Le malaise à l’hôpital n’est pas un phénomène nouveau, mais désormais, il y a le « contexte général », celui d’une « libération » de la parole aussi dans les établissements, même si le FN n’y a pas de relais. « Cela devient un vrai souci, explique Philippe Crepel, porte-parole de la CGT Santé. Des phrases d’agent comme : “Celui-là on ne le soigne pas, c’est un profiteur”, on en entend plus qu’avant. Nous avons de plus en plus de gestion de conflits autour du racisme envers les personnels, mais aussi envers les patients. » « Les gens ne se cachent plus. Le FN, ce n’est plus un vote sanction, ça devient de plus en plus pérenne… », raconte Jean-Marc Devauchelle, secrétaire général de SUD Santé Solidaires de l’AP-HP.

« Le vote FN est inversement proportionnel à notre présencenous arrivons à dégonfler ce transfert. Il y a un effritement du syndicalisme dans la fonction publique hospitalière », reconnaît Jean Vignes, secrétaire général de SUD Santé Sociaux. Dans ce climat général, le contexte local joue à plein. Certains relèvent les difficultés parfois rencontrées par le personnel face à la forte proportion de médecins étrangers dans les hôpitaux les moins attractifs. « Au ressentiment de classe s’ajoute un ressentiment d’origine », ose le directeur d’un établissement de banlieue sous couvert d’anonymat, qui rappelle que les postes non remplacés se comptent surtout du côté du personnel.

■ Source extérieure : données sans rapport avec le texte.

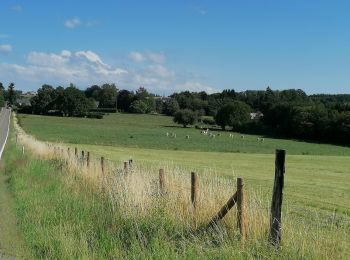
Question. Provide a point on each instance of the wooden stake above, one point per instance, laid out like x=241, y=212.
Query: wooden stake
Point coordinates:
x=125, y=166
x=194, y=189
x=241, y=214
x=88, y=159
x=223, y=211
x=102, y=164
x=277, y=197
x=161, y=181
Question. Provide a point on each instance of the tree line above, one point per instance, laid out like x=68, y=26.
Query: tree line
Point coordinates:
x=290, y=113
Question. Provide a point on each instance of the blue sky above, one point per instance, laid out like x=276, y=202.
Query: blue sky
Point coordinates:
x=170, y=45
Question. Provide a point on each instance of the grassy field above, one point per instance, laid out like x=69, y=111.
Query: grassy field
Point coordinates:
x=66, y=213
x=149, y=131
x=317, y=194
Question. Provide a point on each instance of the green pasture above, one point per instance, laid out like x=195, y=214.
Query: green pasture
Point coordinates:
x=149, y=131
x=316, y=209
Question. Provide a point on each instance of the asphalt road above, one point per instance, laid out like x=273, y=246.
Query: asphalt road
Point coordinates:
x=4, y=126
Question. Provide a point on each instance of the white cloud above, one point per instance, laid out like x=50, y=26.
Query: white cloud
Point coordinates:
x=137, y=56
x=5, y=48
x=76, y=22
x=147, y=56
x=195, y=86
x=160, y=71
x=156, y=57
x=72, y=23
x=85, y=68
x=89, y=55
x=17, y=8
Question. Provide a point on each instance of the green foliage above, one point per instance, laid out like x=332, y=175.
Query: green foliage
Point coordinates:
x=235, y=114
x=69, y=102
x=11, y=94
x=170, y=107
x=124, y=100
x=185, y=117
x=2, y=99
x=140, y=107
x=107, y=96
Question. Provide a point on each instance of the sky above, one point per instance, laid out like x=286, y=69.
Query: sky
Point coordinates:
x=168, y=46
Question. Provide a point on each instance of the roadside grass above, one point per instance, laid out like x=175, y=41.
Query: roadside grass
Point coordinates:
x=66, y=211
x=149, y=131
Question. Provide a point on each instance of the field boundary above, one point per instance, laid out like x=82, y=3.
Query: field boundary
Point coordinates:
x=8, y=129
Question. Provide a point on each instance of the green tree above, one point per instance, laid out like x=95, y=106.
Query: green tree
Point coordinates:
x=76, y=104
x=124, y=100
x=44, y=100
x=185, y=117
x=235, y=114
x=2, y=99
x=11, y=94
x=139, y=106
x=108, y=96
x=170, y=107
x=93, y=92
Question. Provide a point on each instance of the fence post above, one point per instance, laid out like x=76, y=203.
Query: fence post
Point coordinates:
x=102, y=164
x=161, y=181
x=241, y=214
x=194, y=189
x=125, y=166
x=277, y=197
x=88, y=159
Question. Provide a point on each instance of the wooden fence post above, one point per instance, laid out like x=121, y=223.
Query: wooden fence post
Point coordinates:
x=102, y=164
x=194, y=189
x=161, y=181
x=277, y=197
x=88, y=159
x=223, y=211
x=241, y=214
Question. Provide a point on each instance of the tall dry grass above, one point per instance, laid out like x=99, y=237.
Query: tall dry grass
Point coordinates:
x=136, y=192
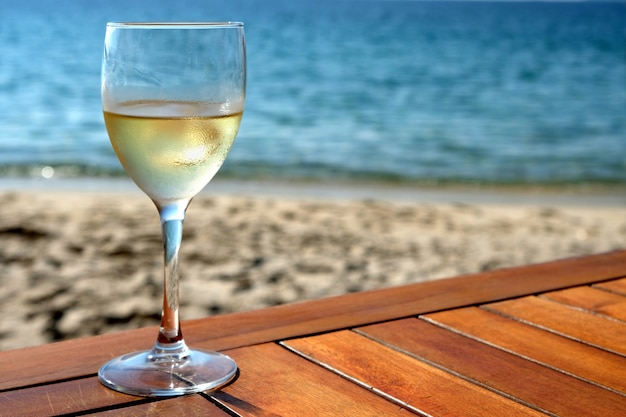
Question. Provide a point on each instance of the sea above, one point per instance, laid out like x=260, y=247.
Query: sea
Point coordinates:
x=405, y=92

D’autres évoquent des professionnels en première ligne face aux problèmes de laïcité – un sujet que Mme Le Pen ne se prive pas d’enfourcher. « Il y a parfois un double discours » de la part des directions, explique M. Rouban, selon qui ces dernières ont tendance à lâcher du lest sur le sujet pour éviter les conflits. Et de pointer une « sorte d’anomie », de « perte de repères » dans le milieu hospitalier.

Marylise Lebranchu, ministre de la fonction publique jusqu’en février, ajoute un dernier poids sur la balance : une petite musique anti-fonctionnaire véhiculée par certains politiques, qui meurtrit les agents. « Marine Le Pen a compris, elle. Elle prend leur défense », raconte-t-elle.

Après six ans de gel, le gouvernement a annoncé, le 17 mars, une hausse de 1,2 % en deux fois du point d’indice des fonctionnaires. L’impact sur le vote de ces quelques dizaines d’euros n’est en rien garanti, car le mal-être est plus large. Le Cevipof doit publier, fin mai, une nouvelle vague de son enquête sur les intentions de vote chez les personnels hospitaliers. Mme Le Pen attend certainement ces chiffres avec sérénité.